* Remove duplicates
* Clean state values
* Possibly join with geolocation to enrich

In [0]:
df_customer = spark.sql("select * from mycatalog.olist_ecommerce_bronze.customers")
display(df_customer)

# DATA CLEANING

- CITY and STATE COLUMN
  - UPPER
  - REMOVE SPACE FROM BEGINNING AND END

In [0]:
from pyspark.sql.functions import *

In [0]:
df_silver = df_customer\
    .withColumn("customer_city", trim(upper(col("customer_city"))))\
    .withColumn("customer_state", trim(upper(col("customer_state"))))    
    


# REMOVE DUPLICATE 
- CUSTOMER ID COLUMNS

In [0]:
dedup_silver = df_silver.dropDuplicates(["customer_id"])

## DATA QUALITY CHECKS
- NOT NULL `Customer_id`
- VALID STATE LENGITH

In [0]:
dqnull_silver = dedup_silver.filter(col("customer_id").isNotNull())

In [0]:
dqlen_silver = dqnull_silver.filter(length(col("customer_state")) == 2 )

### ZIP Code Is Not a Number (It’s an Identifier)
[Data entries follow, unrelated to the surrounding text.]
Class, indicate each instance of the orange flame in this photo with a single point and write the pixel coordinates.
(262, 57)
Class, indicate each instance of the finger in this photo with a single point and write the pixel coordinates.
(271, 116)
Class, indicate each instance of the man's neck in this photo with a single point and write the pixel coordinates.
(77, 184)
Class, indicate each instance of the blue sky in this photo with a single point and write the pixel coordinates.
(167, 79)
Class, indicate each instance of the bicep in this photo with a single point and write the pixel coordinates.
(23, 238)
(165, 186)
- Even though it contains digits, a ZIP code:

❌ Is not used for math
❌ Should not be summed
❌ Should not be averaged
❌ Should not be used in calculations


We store those as strings, not integers.

- Leading Zero Problem (Very Important)
If you store ZIP as integer:
01234 → becomes 1234

You permanently lose the leading zero.


In [0]:
df_customer_final = dqlen_silver\
    .withColumn("customer_zip_code_prefix", lpad(col("customer_zip_code_prefix").cast("string"), 5, 0))

### SCD 1 CUSTOMER TABLE

In [0]:
from delta.tables import DeltaTable

# Specify catalog, schema, and table
catalog_name = "mycatalog"
schema_name = "olist_ecommerce_silver"
table_name = "customers"

# List all tables in the schema
tables = [t.name for t in spark.catalog.listTables(f"{catalog_name}.{schema_name}")]

if table_name in tables:
    print(f"Table {catalog_name}.{schema_name}.{table_name} exists")
    delta_table = DeltaTable.forName(spark, f"{catalog_name}.{schema_name}.{table_name}")
    source_df = broadcast(df_customer_final)
    
    #SCD1
    delta_table.alias("t").merge(
        source=df_customer_final.alias("s"),
        condition=col("t.customer_id") == col("s.customer_id")
    ).whenMatchedUpdate(
        set = {
            "customer_unique_id": col("s.customer_unique_id"),
            "customer_zip_code_prefix": col("s.customer_zip_code_prefix"),
            "customer_city": col("s.customer_city"),
            "customer_state": col("s.customer_state"),
            "source_file": col("s.source_file"),
            "source_file_timestamp": col("s.source_file_timestamp"),
        }
    ) \
     .whenNotMatchedInsert(
         values = {
             "customer_id": col("s.customer_id"),
             "customer_unique_id": col("s.customer_unique_id"),
             "customer_zip_code_prefix": col("s.customer_zip_code_prefix"),
             "customer_city": col("s.customer_city"),
             "customer_state": col("s.customer_state"),
             "source_file": col("s.source_file"),
             "source_file_timestamp": col("s.source_file_timestamp"),
         }
     ) \
    .whenNotMatchedBySourceDelete()\
    .execute()
    
else:
    print(f"Table {catalog_name}.{schema_name}.{table_name} does NOT exist")
    df_customer_final.write.format("delta").mode("overwrite").saveAsTable(f"{catalog_name}.{schema_name}.{table_name}")

###  Join with Geolocation Table (Optional Enrichment)

- You can enrich customers in Silver by joining with:
  - olist_geolocation_dataset

### UPPER GEOLOCATION CITY AND **STATE**

In [0]:
upper_geo_silver = df_geolocation\
    .withColumn("geolocation_city", upper(trim(col("geolocation_city"))))\
    .withColumn("geolocation_state", upper(trim(col("geolocation_state"))))

## CONVERT ZIP CODE COLUMN TO STRING AND PAD 0

In [0]:
df_geolocation_final = upper_geo_silver\
    .withColumn("geolocation_zip_code_prefix", lpad(col("geolocation_zip_code_prefix").cast("string"), 5, 0))

### JOIN THE CUSTOMER TABLE WITH GEOLOCATION TABLE

In [0]:
silver_customers_df = spark.sql("SELECT * FROM mycatalog.olist_ecommerce_silver.customers")
df_customer_geolocation = silver_customers_df.alias("left").join(
    df_geolocation_final.alias("right"),
    silver_customers_df.customer_zip_code_prefix == df_geolocation_final.geolocation_zip_code_prefix,
    "left"
).select("left.customer_id", "left.customer_unique_id", "left.customer_zip_code_prefix", "left.customer_city", "left.customer_state", "left.source_file", "left.source_file_timestamp", "right.geolocation_lat", "right.geolocation_lng")

In [0]:
df_customer_geolocation.write.format("delta").saveAsTable("mycatalog.olist_ecommerce_silver.customer_geolocation")